New Gwinnett elections board member resigns

Santiago Marquez, left, resigned from the elections board shortly after being appointed. He's pictured with Antonio Molina from the Georgia Hispanic Chamber of Commerce and Tom Andersen and Nick Masino (president and CEO). COURTESY GWINNETT CHAMBER/AJC FILE PHOTO
Santiago Marquez, left, resigned from the elections board shortly after being appointed. He's pictured with Antonio Molina from the Georgia Hispanic Chamber of Commerce and Tom Andersen and Nick Masino (president and CEO). COURTESY GWINNETT CHAMBER/AJC FILE PHOTO

The newest member of the Gwinnett elections board, Santiago Marquez, resigned shortly after being appointed. At a meeting earlier this week, Republican and Democratic board members weren’t sure if they could agree on a new nonpartisan appointee.

Marquez, who is the CEO of the Latin American Association, said Friday he stepped down after realizing the amount of work that came with service on the board. He has an 18-year-old daughter who will be going to college out of state next year, and a father with dementia who requires care, Marquez said.

Paired with the demands of his day job, he said he couldn’t devote enough attention to the elections board.

“They deserve better than somebody who has so many obligations,” he said. “They need somebody who is going to give them undivided attention.”

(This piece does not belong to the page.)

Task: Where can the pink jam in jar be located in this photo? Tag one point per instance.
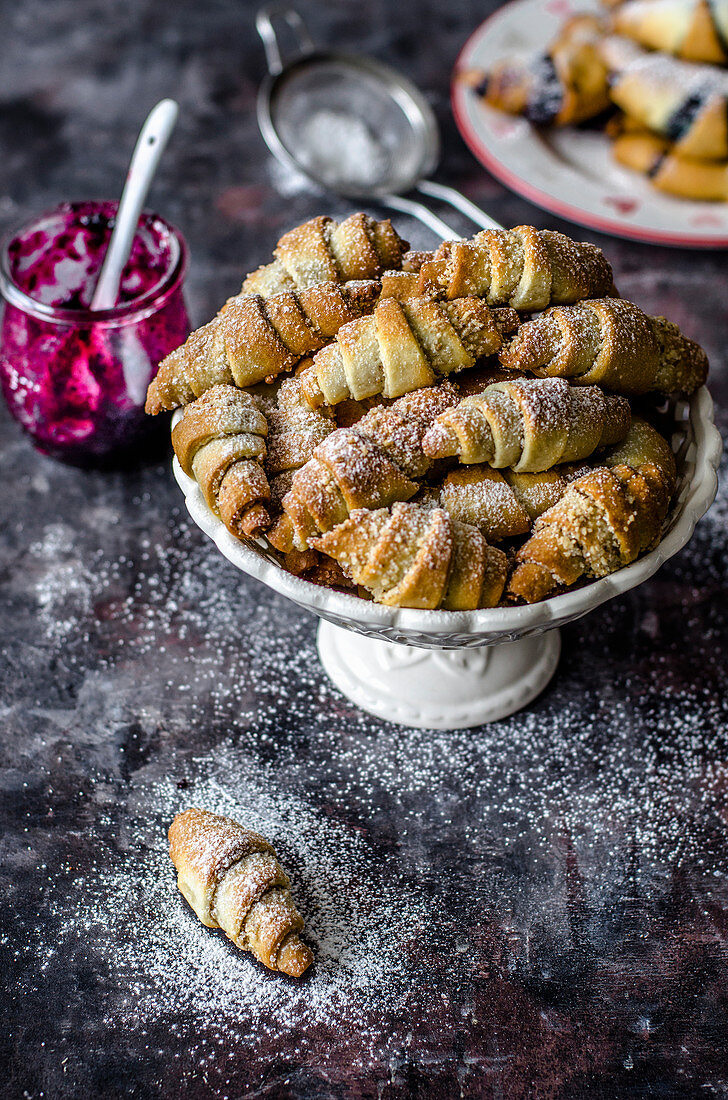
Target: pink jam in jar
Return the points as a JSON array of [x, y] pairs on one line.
[[75, 378]]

Marquez, who was chosen in part to give more representation to Hispanic residents, said he thinks “it’s critical” that there be Latino representation on the elections board. Gwinnett is the only county in the state that’s required by federal law to have its election materials printed in Spanish as well as English because of the number of Spanish-speakers in the county.

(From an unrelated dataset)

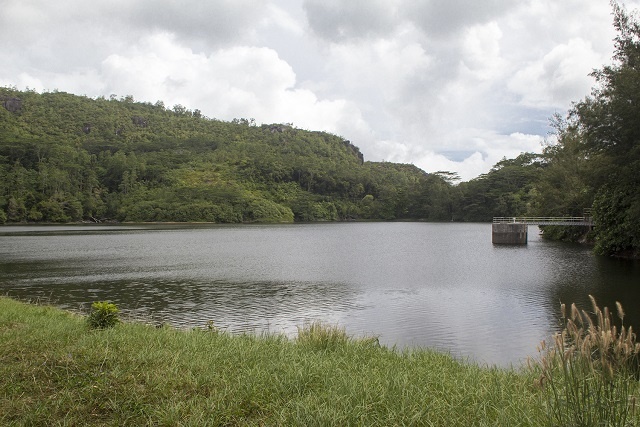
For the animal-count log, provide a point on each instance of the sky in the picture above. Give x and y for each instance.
(451, 85)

“Representation is important,” Marquez said, adding that he thinks more Latinos should be running for office in the county.

At a Wednesday meeting, the Republican and Democratic board members weren’t sure if they could agree on a replacement — though they discussed appointing Anthony Rodriguez, co-founder of the Aurora Theater.

Stephen Day, a Democratic appointee, said Rodriguez’s politics were similar to Marquez’s and he was “well-known and well thought-of.”

“He’s a good middle of the road fifth member,” Day said. “I think he would be a tremendous plus for the board.”

Alice O’Lenick, the chair of the elections board and a Republican appointee, said she would put Rodriguez’s name to the Republican party’s executive committee to see if they would support him.

If the four members can’t agree, the appointment would go to a county judge. Marquez was appointed by a judge after the party appointees failed to reach an agreement earlier.